Wednesday, 17 August 2011

トワイライトQ / Twilight Q

What a peculiar little piece of animation the Twilight Q OVA episodes are. I don’t know exactly when or where I got hold of these 1986 episodes, but it was at least two years ago. Very mysterious, I’m sure you’ll agree. With the title drawing immediate comparisons to The Twilight Zone, the episodes also revolve around mysterious supernatural events, and are rather unimpressively realised and unveiled. The biggest mystery about these two half-hour pieces are why they both fall under the same title at all – the only thing they share is the element of empty mysteriousness masquerading as something clever and sophisticated, and the concept of things slipping in time in ways that cannot be explained. Otherwise, they are extremely different, in art style, setting, execution, humour and characterisation – they are even animated by two entirely different studios – the first by Ajia-Do Animation Works, and the other by Studio Deen, back when the only series that had distinguished them were the second half of Urusei Yatsura and Maison Ikkoku.

Possibly the reason I originally thought to check out the OVAs was that the second was directed by Oshii Mamoru, famous for his Ghost in the Shell work, Patlabor and more recently Sky Crawlers. If anything, though, the second episode was the less engaging and intelligent one, though it was the one that took more risks, and more experimentation might have made Twilight Q truly memorable rather than a bit of ephemera connected to some big names.

The first episode revolves around a camera found by two girls on a beach. A picture of one of the girls is on the film, with a boy she has never met, and it soon transpires that the camera is still in a pre-production phase and ought not to exist yet. As the plot thickens, the camera ends up disappearing in a disappointingly lame scene, and ultimately it becomes clear there is no explanation beyond magical time warps.
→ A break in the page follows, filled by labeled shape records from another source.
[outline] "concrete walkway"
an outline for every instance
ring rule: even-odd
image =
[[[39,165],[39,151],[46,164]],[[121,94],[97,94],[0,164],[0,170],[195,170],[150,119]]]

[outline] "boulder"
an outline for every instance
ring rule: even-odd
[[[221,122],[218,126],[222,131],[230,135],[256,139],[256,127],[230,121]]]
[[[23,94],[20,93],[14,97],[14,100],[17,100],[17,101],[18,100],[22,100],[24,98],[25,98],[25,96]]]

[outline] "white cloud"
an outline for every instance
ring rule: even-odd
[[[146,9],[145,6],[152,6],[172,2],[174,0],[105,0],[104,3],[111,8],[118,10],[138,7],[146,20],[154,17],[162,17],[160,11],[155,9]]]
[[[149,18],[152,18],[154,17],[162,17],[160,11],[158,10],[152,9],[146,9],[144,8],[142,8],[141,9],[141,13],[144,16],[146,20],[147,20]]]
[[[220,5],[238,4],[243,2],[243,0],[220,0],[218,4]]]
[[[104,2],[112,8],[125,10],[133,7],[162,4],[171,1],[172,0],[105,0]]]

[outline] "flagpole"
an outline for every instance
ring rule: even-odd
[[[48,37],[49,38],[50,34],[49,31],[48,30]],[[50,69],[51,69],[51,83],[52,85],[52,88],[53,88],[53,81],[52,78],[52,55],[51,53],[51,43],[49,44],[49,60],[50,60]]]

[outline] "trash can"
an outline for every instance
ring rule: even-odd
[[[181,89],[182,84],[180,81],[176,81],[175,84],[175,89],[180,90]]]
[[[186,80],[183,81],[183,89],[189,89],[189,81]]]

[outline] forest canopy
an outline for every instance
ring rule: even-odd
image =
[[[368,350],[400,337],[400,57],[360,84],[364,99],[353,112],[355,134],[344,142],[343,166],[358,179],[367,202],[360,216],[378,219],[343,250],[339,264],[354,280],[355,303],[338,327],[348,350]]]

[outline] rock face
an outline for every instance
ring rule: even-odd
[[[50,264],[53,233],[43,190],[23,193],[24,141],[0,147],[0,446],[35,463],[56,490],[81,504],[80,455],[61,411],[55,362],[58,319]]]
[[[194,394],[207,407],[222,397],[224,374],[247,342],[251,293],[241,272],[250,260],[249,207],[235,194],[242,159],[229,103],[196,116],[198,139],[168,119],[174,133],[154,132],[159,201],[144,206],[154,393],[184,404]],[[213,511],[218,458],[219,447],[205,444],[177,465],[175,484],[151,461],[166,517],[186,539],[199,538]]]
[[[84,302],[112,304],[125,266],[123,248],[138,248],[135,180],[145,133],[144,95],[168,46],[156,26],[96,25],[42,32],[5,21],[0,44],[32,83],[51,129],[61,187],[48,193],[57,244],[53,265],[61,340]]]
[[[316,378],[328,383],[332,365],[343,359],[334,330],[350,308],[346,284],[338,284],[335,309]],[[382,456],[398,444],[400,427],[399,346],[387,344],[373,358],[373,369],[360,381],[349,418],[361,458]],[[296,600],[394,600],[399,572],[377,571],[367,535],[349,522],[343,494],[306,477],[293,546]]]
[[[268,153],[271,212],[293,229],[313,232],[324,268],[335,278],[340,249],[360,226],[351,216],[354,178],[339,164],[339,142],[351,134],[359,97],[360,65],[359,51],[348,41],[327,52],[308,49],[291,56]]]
However, the mini-episode is at least engaging and brisk, and the inevitable final scenes give a sense of closure, at least in the story’s own terms. The art is also rather nice, extremely 80s in design but at least showing why the way characters were drawn in the 80s came about, still looking cute and appealing today – where so many 80s designs look hideous.

The second episode only really has three significant character designs – or two, depending on how you look at it – and they are meant to be comedic rather than pretty. One is a toddler drawn in more or less SD style, with a huge head about the same size as the rest of her body, enhanced by a big helmet. She lives wearing only the helmet and a t-shirt with her father, a filthy man who looks like a clichéd anime burglar or some such, and does nothing all day. Meanwhile, a private investigator is hired to look into the strange father-daughter pair from the room next door, and begins to suspect the man is also a private eye. Or perhaps one or the other doesn’t exist, or indeed, none of it does, but it is all a plot made up by a novelist to give him an escape from his own stifling life. Multiple levels of reality are toyed with, coupled with some very heavy-handed imagery featuring parallels between a koi carp, the child and aeroplanes that have been disappearing. It is full of good ideas, and certainly the multiple levels of reality make for a more engaging mystery than magically-appearing cameras from the future, but ultimately there is the same hollowness at the core, and the characters and setting are far less accessible and appealing than in the first segment, making this one by far the duller one.

I feel glad to have seen what seems a fairly significant piece of anime history, for its length, but I can’t say I hold Twilight Q in high esteem, or would care much for a repeat viewing.